“Bapak sama saja jahatnya sama pria tadi!” tudingku.
Sopir tak dikenal yang tadi menyuruh aku masuk ke dalam mobil sedikit terkejut. “Maaf, ya Neng, saya cuma disuruh!” Ia tampak kebingungan karena tak tahu harus berbuat apa. “Tapi, Tuan bukan orang jahat kok Neng!” katanya menegaskan.
Aku ingin sekali tertawa. “Mana ada orang baik-baik yang membeli manusia! Saya memang bukan orang berpendidikan, Pak, tapi saya juga tahu yang benar dan yang salah!”
Aku bisa melihat si sopir itu mencengkram kemudi erat-erat. Ia melirik ke arah luar dan kemudian membuka sabuk pengamannya. “Percaya sama Bapak, dia bukan orang jahat! Sekarang kita turun dulu ya Neng!” ajak si bapak.
Ingin sekali aku berteriak tidak mau. Tetapi, berada di dalam sini hanya akan memutus kesempatannya untuk melarikan diri. Pemilik mobil ini pasti mengunciku di dalam.
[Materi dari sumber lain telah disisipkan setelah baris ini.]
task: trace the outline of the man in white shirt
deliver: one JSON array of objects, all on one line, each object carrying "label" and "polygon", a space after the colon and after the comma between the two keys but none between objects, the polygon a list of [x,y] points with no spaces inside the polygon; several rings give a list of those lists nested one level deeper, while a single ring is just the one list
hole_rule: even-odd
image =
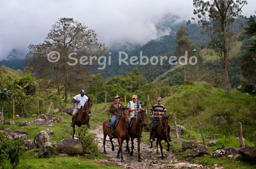
[{"label": "man in white shirt", "polygon": [[[86,92],[84,90],[82,89],[81,90],[80,94],[77,95],[73,98],[71,101],[73,103],[76,103],[76,105],[75,106],[75,108],[74,108],[74,111],[73,111],[72,112],[72,124],[71,124],[71,125],[70,125],[71,127],[73,127],[73,126],[74,125],[74,119],[76,117],[79,109],[83,106],[88,100],[88,97],[86,95]],[[89,120],[90,116],[88,119],[88,123],[87,125],[88,128],[90,127]]]}]

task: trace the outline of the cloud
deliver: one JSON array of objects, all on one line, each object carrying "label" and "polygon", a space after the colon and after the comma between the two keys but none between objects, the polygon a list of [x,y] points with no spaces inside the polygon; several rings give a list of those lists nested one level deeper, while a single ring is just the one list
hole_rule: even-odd
[{"label": "cloud", "polygon": [[[252,14],[253,6],[245,7],[244,11]],[[24,55],[30,44],[42,43],[59,18],[73,17],[84,23],[108,46],[142,45],[171,31],[157,26],[165,16],[187,20],[194,15],[193,9],[191,0],[1,1],[0,61],[13,49]]]}]

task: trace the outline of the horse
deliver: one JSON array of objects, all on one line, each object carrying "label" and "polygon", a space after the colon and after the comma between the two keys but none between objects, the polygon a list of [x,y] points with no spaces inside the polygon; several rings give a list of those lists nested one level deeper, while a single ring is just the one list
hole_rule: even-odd
[{"label": "horse", "polygon": [[81,127],[82,125],[88,124],[89,114],[92,112],[92,107],[93,106],[93,101],[90,100],[90,98],[84,103],[84,105],[82,108],[80,109],[77,112],[77,116],[75,118],[74,121],[74,125],[73,126],[73,136],[74,138],[75,136],[75,125],[76,125],[78,127]]},{"label": "horse", "polygon": [[[130,121],[130,112],[127,108],[123,108],[123,110],[121,111],[119,109],[119,111],[121,111],[121,117],[120,118],[118,124],[117,126],[115,128],[115,134],[114,138],[117,138],[118,141],[118,145],[119,146],[119,149],[118,150],[118,152],[117,153],[117,158],[120,159],[119,154],[121,153],[121,158],[122,159],[121,162],[124,161],[123,158],[122,154],[122,145],[123,144],[124,137],[126,135],[127,130],[126,129],[126,123],[129,123]],[[106,126],[106,124],[109,122],[108,120],[105,120],[103,123],[103,132],[104,134],[103,145],[104,147],[104,154],[106,154],[106,152],[105,149],[105,144],[106,143],[106,137],[108,135],[109,136],[110,134],[110,128]],[[114,151],[115,149],[114,147],[114,145],[112,142],[112,138],[110,137],[110,142],[111,143],[111,145],[112,146],[112,151]]]},{"label": "horse", "polygon": [[[131,141],[132,142],[132,151],[130,153],[130,155],[132,156],[133,155],[133,149],[134,146],[133,145],[133,140],[134,138],[137,138],[138,140],[138,159],[139,161],[141,161],[141,159],[140,158],[140,138],[141,137],[141,133],[142,132],[142,128],[141,127],[141,125],[143,126],[146,125],[146,111],[144,110],[141,110],[139,111],[138,116],[136,117],[136,119],[134,120],[131,127],[129,127],[129,133],[131,136]],[[130,138],[126,138],[126,149],[125,151],[130,153],[129,149],[129,139]]]},{"label": "horse", "polygon": [[[162,115],[162,119],[160,120],[160,123],[157,126],[157,129],[156,130],[155,137],[157,138],[157,153],[158,154],[158,143],[159,144],[161,150],[161,153],[162,154],[162,159],[163,160],[163,147],[162,147],[162,144],[161,144],[161,141],[163,139],[167,142],[167,151],[169,151],[170,144],[168,139],[168,133],[167,129],[168,128],[168,118],[169,116],[164,116]],[[151,133],[152,132],[152,122],[150,124],[150,129]],[[153,147],[153,144],[151,143],[151,146],[150,148]]]}]

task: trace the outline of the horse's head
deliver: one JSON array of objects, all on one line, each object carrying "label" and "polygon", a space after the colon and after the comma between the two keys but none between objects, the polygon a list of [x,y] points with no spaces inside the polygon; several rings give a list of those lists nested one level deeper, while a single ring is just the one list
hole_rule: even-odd
[{"label": "horse's head", "polygon": [[130,121],[130,112],[128,108],[123,108],[123,113],[122,117],[126,123],[129,123]]},{"label": "horse's head", "polygon": [[92,112],[92,107],[93,106],[93,101],[92,100],[90,100],[90,98],[88,98],[88,100],[86,101],[84,104],[84,111],[88,111],[88,113],[90,114]]},{"label": "horse's head", "polygon": [[143,126],[146,126],[146,111],[144,109],[141,109],[140,112],[139,112],[139,116],[140,116],[140,119],[142,121],[142,124]]},{"label": "horse's head", "polygon": [[168,128],[168,123],[169,121],[168,121],[168,118],[169,118],[169,116],[162,116],[162,124],[163,125],[163,132],[166,133],[167,133],[167,129]]}]

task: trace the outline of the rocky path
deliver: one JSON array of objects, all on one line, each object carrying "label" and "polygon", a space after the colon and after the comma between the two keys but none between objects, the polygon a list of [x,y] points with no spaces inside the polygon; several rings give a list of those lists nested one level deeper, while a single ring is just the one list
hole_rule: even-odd
[{"label": "rocky path", "polygon": [[[98,143],[98,150],[103,154],[103,130],[102,125],[94,126],[91,132],[96,134],[96,141]],[[133,156],[131,156],[127,152],[125,152],[126,142],[123,144],[123,156],[124,162],[121,162],[121,159],[116,158],[118,150],[118,143],[116,138],[113,139],[113,144],[115,145],[115,151],[111,150],[111,144],[109,136],[107,136],[105,144],[105,149],[107,154],[103,155],[105,158],[114,164],[114,165],[122,168],[208,168],[201,165],[197,164],[190,164],[185,162],[179,161],[170,150],[167,152],[164,149],[163,152],[164,159],[161,159],[161,151],[159,148],[159,153],[156,153],[156,149],[150,149],[149,146],[143,142],[140,143],[141,156],[142,162],[138,161],[138,151],[137,139],[135,139]],[[162,145],[164,141],[162,141]],[[155,144],[155,143],[154,142]],[[164,143],[165,144],[165,143]],[[131,141],[129,142],[131,149]]]}]

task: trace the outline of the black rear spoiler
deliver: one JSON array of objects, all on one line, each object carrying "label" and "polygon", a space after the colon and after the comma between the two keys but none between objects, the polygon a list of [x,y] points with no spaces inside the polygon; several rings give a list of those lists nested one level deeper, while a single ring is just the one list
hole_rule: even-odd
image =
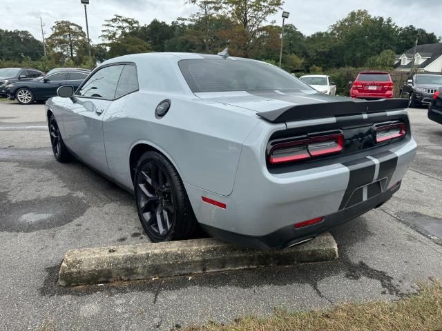
[{"label": "black rear spoiler", "polygon": [[282,123],[334,116],[369,114],[405,109],[407,106],[408,100],[405,99],[355,100],[289,106],[269,112],[260,112],[257,114],[272,123]]}]

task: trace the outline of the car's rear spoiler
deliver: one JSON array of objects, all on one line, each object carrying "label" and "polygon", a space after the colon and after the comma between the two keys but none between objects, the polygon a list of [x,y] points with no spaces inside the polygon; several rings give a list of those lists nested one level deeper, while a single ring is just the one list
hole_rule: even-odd
[{"label": "car's rear spoiler", "polygon": [[407,106],[408,101],[405,99],[369,101],[355,100],[289,106],[269,112],[260,112],[257,114],[272,123],[282,123],[334,116],[369,114],[404,109]]}]

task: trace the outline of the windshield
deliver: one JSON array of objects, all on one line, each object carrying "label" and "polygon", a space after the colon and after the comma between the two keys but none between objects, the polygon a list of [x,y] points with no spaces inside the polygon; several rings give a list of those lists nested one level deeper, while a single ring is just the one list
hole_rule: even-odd
[{"label": "windshield", "polygon": [[301,77],[300,79],[309,85],[327,85],[326,77]]},{"label": "windshield", "polygon": [[15,77],[20,69],[0,69],[0,77]]},{"label": "windshield", "polygon": [[309,90],[281,69],[259,62],[195,59],[182,60],[180,69],[192,92]]},{"label": "windshield", "polygon": [[418,74],[416,77],[416,83],[421,84],[442,84],[442,76]]}]

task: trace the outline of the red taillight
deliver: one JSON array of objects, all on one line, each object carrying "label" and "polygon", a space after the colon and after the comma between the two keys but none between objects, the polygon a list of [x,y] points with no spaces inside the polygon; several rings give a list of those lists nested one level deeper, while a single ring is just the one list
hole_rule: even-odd
[{"label": "red taillight", "polygon": [[269,153],[272,164],[300,161],[311,157],[334,154],[344,148],[342,133],[314,137],[307,139],[276,143]]},{"label": "red taillight", "polygon": [[309,219],[308,221],[304,221],[303,222],[296,223],[294,224],[294,227],[296,229],[300,228],[304,228],[305,226],[312,225],[320,223],[324,219],[324,217],[316,217],[316,219]]},{"label": "red taillight", "polygon": [[387,124],[376,129],[376,142],[382,143],[405,136],[407,129],[404,123]]},{"label": "red taillight", "polygon": [[206,198],[206,197],[201,197],[201,199],[202,199],[203,201],[207,203],[210,203],[211,205],[216,205],[217,207],[219,207],[220,208],[226,209],[226,208],[227,208],[227,205],[223,203],[222,202],[217,201],[216,200]]}]

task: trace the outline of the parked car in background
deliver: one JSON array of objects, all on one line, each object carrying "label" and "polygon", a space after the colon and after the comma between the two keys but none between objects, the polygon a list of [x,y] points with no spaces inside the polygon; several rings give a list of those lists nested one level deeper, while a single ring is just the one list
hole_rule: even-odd
[{"label": "parked car in background", "polygon": [[28,105],[34,101],[44,101],[57,95],[57,90],[64,85],[77,89],[88,77],[88,72],[75,69],[58,71],[33,81],[10,83],[6,87],[8,99]]},{"label": "parked car in background", "polygon": [[336,94],[336,84],[332,81],[332,77],[325,74],[307,74],[300,79],[315,90],[329,95]]},{"label": "parked car in background", "polygon": [[54,72],[58,72],[59,71],[84,71],[84,72],[87,72],[88,74],[90,72],[89,69],[84,69],[82,68],[55,68],[54,69],[49,70],[46,75],[53,74]]},{"label": "parked car in background", "polygon": [[392,99],[393,88],[393,81],[388,72],[361,72],[352,86],[350,97],[369,100]]},{"label": "parked car in background", "polygon": [[405,100],[325,95],[226,50],[117,57],[58,94],[55,159],[133,192],[153,242],[198,225],[256,248],[307,241],[388,200],[416,154]]},{"label": "parked car in background", "polygon": [[433,94],[433,100],[428,108],[428,118],[442,124],[442,88]]},{"label": "parked car in background", "polygon": [[408,78],[402,87],[400,95],[408,99],[408,106],[428,106],[433,101],[434,92],[442,87],[442,75],[415,74]]},{"label": "parked car in background", "polygon": [[0,69],[0,96],[6,96],[5,88],[11,83],[30,81],[43,76],[44,76],[44,72],[30,68],[5,68]]}]

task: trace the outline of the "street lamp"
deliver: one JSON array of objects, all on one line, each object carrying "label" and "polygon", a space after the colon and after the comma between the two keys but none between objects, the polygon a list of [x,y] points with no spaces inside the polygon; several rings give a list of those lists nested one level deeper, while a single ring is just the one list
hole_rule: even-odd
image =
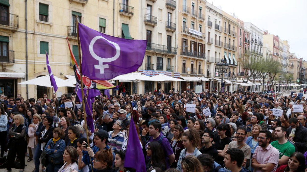
[{"label": "street lamp", "polygon": [[280,79],[282,79],[282,76],[279,76],[279,86],[278,87],[278,92],[280,92]]},{"label": "street lamp", "polygon": [[[223,76],[224,75],[224,73],[226,73],[227,72],[227,69],[228,69],[228,63],[226,63],[223,59],[221,60],[220,63],[218,63],[216,64],[216,66],[217,67],[217,72],[222,75],[221,84],[223,84]],[[224,85],[224,87],[223,86],[223,85],[222,85],[222,92],[224,92],[225,85]]]},{"label": "street lamp", "polygon": [[262,82],[262,92],[264,92],[264,77],[266,76],[266,74],[264,73],[262,73],[262,77],[263,79],[263,80]]},{"label": "street lamp", "polygon": [[290,88],[291,88],[291,78],[290,78],[290,85],[289,85],[289,91],[291,90],[291,89],[290,89]]}]

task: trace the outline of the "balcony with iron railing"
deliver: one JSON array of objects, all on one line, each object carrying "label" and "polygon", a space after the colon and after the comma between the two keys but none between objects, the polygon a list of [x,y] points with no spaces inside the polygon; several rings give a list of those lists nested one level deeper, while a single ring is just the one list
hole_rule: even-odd
[{"label": "balcony with iron railing", "polygon": [[195,18],[197,17],[197,11],[196,10],[191,10],[191,13],[192,17]]},{"label": "balcony with iron railing", "polygon": [[185,73],[186,74],[188,73],[188,68],[182,68],[182,73]]},{"label": "balcony with iron railing", "polygon": [[214,28],[219,32],[222,32],[222,26],[217,24],[215,24]]},{"label": "balcony with iron railing", "polygon": [[129,17],[133,16],[133,7],[124,4],[119,4],[119,14]]},{"label": "balcony with iron railing", "polygon": [[186,6],[182,6],[182,14],[188,15],[190,14],[190,8]]},{"label": "balcony with iron railing", "polygon": [[212,27],[212,22],[210,21],[208,21],[208,26],[209,27]]},{"label": "balcony with iron railing", "polygon": [[176,24],[170,21],[165,22],[165,29],[166,30],[174,32],[176,31]]},{"label": "balcony with iron railing", "polygon": [[18,15],[0,11],[0,28],[12,31],[15,32],[19,27]]},{"label": "balcony with iron railing", "polygon": [[213,38],[208,38],[207,43],[209,44],[213,44]]},{"label": "balcony with iron railing", "polygon": [[134,39],[134,38],[129,37],[129,36],[126,36],[124,35],[119,35],[118,36],[118,37],[121,38],[124,38],[125,39]]},{"label": "balcony with iron railing", "polygon": [[205,53],[185,49],[182,49],[181,50],[181,55],[183,56],[192,57],[204,59],[206,58],[206,54]]},{"label": "balcony with iron railing", "polygon": [[154,70],[154,65],[150,63],[146,63],[145,64],[145,70]]},{"label": "balcony with iron railing", "polygon": [[146,50],[164,54],[177,54],[176,48],[175,47],[154,43],[149,42],[147,42]]},{"label": "balcony with iron railing", "polygon": [[201,21],[205,21],[205,15],[202,14],[199,14],[198,16],[198,19]]},{"label": "balcony with iron railing", "polygon": [[198,75],[204,75],[204,69],[198,68]]},{"label": "balcony with iron railing", "polygon": [[166,0],[165,6],[166,8],[173,10],[176,9],[176,2],[173,0]]},{"label": "balcony with iron railing", "polygon": [[14,63],[15,62],[15,51],[2,50],[0,52],[0,64]]},{"label": "balcony with iron railing", "polygon": [[157,63],[157,70],[163,70],[163,63]]},{"label": "balcony with iron railing", "polygon": [[214,57],[207,56],[207,62],[210,63],[214,63],[215,62],[215,59],[214,59]]},{"label": "balcony with iron railing", "polygon": [[191,71],[190,73],[191,75],[196,75],[196,69],[195,68],[191,68]]},{"label": "balcony with iron railing", "polygon": [[69,1],[70,2],[70,3],[71,3],[72,1],[73,1],[82,4],[83,6],[84,6],[84,4],[87,3],[87,0],[69,0]]},{"label": "balcony with iron railing", "polygon": [[77,27],[76,26],[67,26],[67,37],[70,40],[77,40]]},{"label": "balcony with iron railing", "polygon": [[166,66],[166,71],[168,72],[174,72],[174,66]]},{"label": "balcony with iron railing", "polygon": [[155,26],[157,26],[157,17],[150,14],[145,14],[144,16],[144,23],[145,24]]}]

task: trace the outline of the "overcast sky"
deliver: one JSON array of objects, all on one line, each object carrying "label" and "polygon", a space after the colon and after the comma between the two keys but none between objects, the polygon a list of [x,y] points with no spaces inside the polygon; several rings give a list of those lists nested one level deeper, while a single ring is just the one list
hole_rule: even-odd
[{"label": "overcast sky", "polygon": [[244,22],[289,41],[290,52],[307,61],[307,1],[208,0]]}]

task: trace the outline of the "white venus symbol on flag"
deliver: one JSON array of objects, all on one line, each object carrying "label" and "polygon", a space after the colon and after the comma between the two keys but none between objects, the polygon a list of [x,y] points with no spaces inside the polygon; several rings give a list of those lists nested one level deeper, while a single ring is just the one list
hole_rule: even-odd
[{"label": "white venus symbol on flag", "polygon": [[[114,56],[111,58],[102,58],[97,55],[94,52],[93,47],[94,47],[94,44],[96,41],[99,39],[103,39],[108,42],[109,43],[111,44],[115,47],[116,50],[116,54]],[[101,74],[104,73],[104,69],[109,68],[109,65],[103,65],[103,62],[111,62],[115,60],[116,60],[119,57],[120,54],[120,47],[117,43],[112,41],[110,41],[106,39],[105,38],[102,36],[97,36],[94,37],[91,41],[89,45],[88,46],[88,48],[89,50],[90,53],[91,55],[95,59],[98,60],[99,62],[99,65],[94,65],[95,69],[100,69],[100,73]]]}]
Jika keluar aku juga akan mendapatkan informasi tentang apa yang terjadi sebenarnya.
Pelan-pelan aku mengangguk setuju.
“Nama Bapak, Prana. Kamu bisa panggil Pak Prana. Siapa nama kamu, Nak?”
Akh sudah berhenti menangis sekarang. Akh bisa merasakan matanya menonjol keluar seperti mata ikan mas. Sesekali aku masih terisak. Kini setelah lampu bagian tengah mobil menyala aku bisa melihat dengan jelas tampang Pak Prana. Pria itu mungkin seusia dengan mendiang ayahku jika masih hidup.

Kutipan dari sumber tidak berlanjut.